Cooling pads are a good idea, it helps, but not all of them are effective, especially if you have separate fans which are not pointing on the appropriate places under the laptop (most are made for laptops without fans, so it doesn't really matter where it goes). I use a Notepal Infinite, it is quite nice because it's all the surface which is cooled down, not only precise points.

However, it helps only, as no cooling pad has the correct access to the heating place. At best you cool down the bottom, simply, so part of the heat is taken away, but that's all.

Cleaning the fans area helps, if you notice an increase in the temperature over the time. Dust easily gets into the heatsinks, and prevents correct cooling down.

Besides, keep in mind that laptops are not really good at taking heat away for some graphical cards, compared to desktops (which is normal according to the thin shape).
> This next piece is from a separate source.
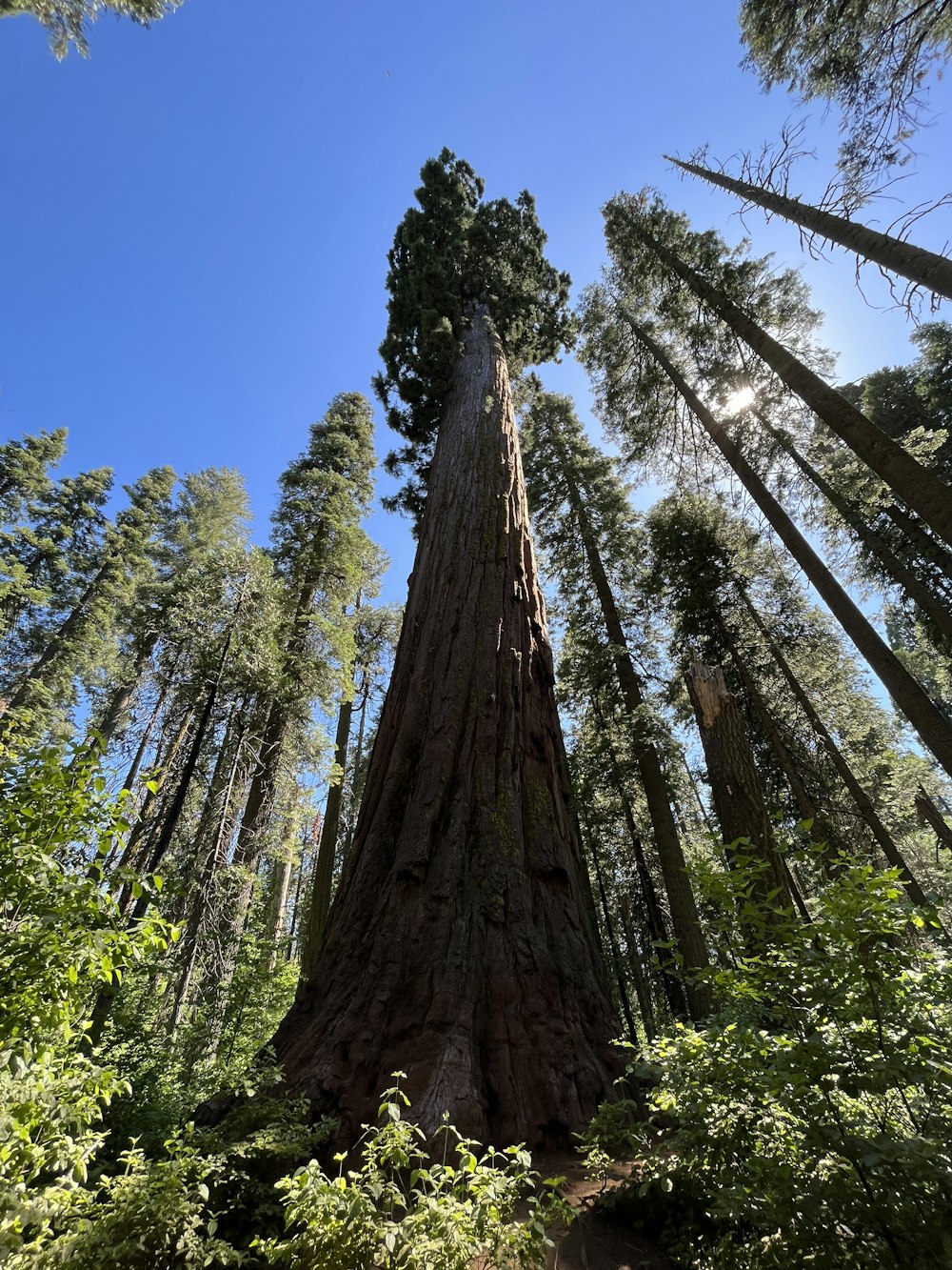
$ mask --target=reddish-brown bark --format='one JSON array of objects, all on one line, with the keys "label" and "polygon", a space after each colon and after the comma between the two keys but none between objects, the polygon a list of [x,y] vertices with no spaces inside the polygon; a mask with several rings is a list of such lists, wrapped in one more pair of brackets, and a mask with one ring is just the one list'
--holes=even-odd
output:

If it stays at max 85, then it should be ok. Graphical cards are resistant to heat, and have several safety mechanisms. If it goes too hot (I think mine starts that past 90 something), it will first force the GPU frequency to lower, like if you were on battery. If this is not enough and your card reaches dangerous levels, it will trigger an instant shutdown.

If you haven't experimented such safety measures, or graphical artifacts (which tend to happen on high temperature: black textures, disappearing polygons) yet, it means you were on a correct temperature, in my opinion.